TAMU News

TAMU Law clinic students fight to stop wrongful deportation

Written by Texas A&M School of Law | Nov 10, 2020 8:34:26 PM

The Texas A&M Law School Immigrant Rights Clinic is fighting to stop the deportation of Cameroonian immigrants who were severely abused in Immigration and Customs Enforcement custody. Some were subjected to excessive force that resulted in broken fingers when officers tried to force them to provide fingerprints, while others were pepper sprayed in retaliation for refusing to sign documents. At least one person also reported seeing officers soak detainees in a shower and then tase them. The Immigrant Rights Clinic filed several complaints on behalf of the Cameroonian immigrants to the Office of Civil Rights and Civil Liberties of the Department of homeland Security, and has asked ICE to delay their imminent removal so that their claims can be thoroughly investigated.
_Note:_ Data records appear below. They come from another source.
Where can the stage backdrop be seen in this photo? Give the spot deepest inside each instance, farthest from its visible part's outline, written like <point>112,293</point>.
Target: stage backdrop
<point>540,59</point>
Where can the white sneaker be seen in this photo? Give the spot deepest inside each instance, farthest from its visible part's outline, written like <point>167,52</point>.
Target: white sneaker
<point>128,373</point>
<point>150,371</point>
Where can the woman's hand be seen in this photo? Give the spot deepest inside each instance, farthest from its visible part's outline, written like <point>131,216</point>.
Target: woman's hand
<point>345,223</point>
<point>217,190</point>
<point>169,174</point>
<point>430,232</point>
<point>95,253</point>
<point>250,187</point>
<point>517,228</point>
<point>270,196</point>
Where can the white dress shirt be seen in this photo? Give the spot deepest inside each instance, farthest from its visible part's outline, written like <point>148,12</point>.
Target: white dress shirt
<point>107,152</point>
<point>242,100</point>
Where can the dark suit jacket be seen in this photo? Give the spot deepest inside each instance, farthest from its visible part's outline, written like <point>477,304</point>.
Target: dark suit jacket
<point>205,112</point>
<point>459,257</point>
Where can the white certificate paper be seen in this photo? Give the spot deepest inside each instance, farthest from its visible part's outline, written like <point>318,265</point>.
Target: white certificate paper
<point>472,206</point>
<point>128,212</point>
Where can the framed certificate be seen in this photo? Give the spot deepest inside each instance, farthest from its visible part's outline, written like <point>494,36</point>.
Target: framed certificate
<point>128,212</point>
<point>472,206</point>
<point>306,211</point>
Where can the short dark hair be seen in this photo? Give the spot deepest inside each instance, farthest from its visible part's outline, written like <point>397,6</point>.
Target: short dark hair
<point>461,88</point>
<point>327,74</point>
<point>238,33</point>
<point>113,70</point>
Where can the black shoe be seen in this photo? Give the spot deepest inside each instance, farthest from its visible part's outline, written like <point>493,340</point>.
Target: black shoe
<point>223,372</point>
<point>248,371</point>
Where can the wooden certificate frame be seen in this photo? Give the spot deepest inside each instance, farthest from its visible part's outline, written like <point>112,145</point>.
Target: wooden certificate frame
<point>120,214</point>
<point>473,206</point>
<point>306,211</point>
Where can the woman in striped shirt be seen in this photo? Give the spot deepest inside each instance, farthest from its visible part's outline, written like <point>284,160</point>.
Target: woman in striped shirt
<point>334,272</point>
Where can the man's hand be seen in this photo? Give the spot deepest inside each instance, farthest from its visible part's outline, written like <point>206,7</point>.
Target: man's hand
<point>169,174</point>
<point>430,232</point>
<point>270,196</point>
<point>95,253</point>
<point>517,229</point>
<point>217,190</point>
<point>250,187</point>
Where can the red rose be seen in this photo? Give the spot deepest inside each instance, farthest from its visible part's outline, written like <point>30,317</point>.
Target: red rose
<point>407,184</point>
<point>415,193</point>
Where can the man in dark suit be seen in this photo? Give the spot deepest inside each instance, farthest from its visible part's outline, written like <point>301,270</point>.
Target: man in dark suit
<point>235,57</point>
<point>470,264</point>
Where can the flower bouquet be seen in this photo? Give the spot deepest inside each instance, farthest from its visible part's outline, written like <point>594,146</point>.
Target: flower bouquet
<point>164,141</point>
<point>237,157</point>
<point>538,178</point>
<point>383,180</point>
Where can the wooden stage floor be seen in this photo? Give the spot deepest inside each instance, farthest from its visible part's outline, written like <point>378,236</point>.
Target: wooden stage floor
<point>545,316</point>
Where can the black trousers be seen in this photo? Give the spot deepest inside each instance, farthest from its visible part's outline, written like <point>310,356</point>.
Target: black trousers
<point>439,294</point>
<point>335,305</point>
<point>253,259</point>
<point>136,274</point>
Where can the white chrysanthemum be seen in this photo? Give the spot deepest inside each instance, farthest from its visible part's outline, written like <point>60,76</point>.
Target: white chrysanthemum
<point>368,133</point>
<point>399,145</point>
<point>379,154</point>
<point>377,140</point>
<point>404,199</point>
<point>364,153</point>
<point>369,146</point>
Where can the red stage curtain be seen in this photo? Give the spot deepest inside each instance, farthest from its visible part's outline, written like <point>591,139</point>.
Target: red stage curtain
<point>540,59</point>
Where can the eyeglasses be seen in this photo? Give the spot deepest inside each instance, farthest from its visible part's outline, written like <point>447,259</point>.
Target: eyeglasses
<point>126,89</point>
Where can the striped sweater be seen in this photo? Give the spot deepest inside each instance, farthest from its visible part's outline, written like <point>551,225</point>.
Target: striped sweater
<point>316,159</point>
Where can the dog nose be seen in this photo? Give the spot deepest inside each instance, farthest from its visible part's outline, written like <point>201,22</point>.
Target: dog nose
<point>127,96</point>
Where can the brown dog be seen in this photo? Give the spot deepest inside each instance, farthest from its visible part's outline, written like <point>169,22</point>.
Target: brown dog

Additionally, many of the Cameroonian immigrants were detained and tortured by the military in Cameroon but were not permitted to seek asylum past an initial threshold screening called the “credible fear interview” process. A forthcoming human rights report by the Immigrant Rights Clinic will document the failures of this asylum screening process, the abuses suffered in ICE custody and the fate of Cameroonian deportees, placing these human rights violations within the national conversation on Black immigrant lives and movements for racial justice.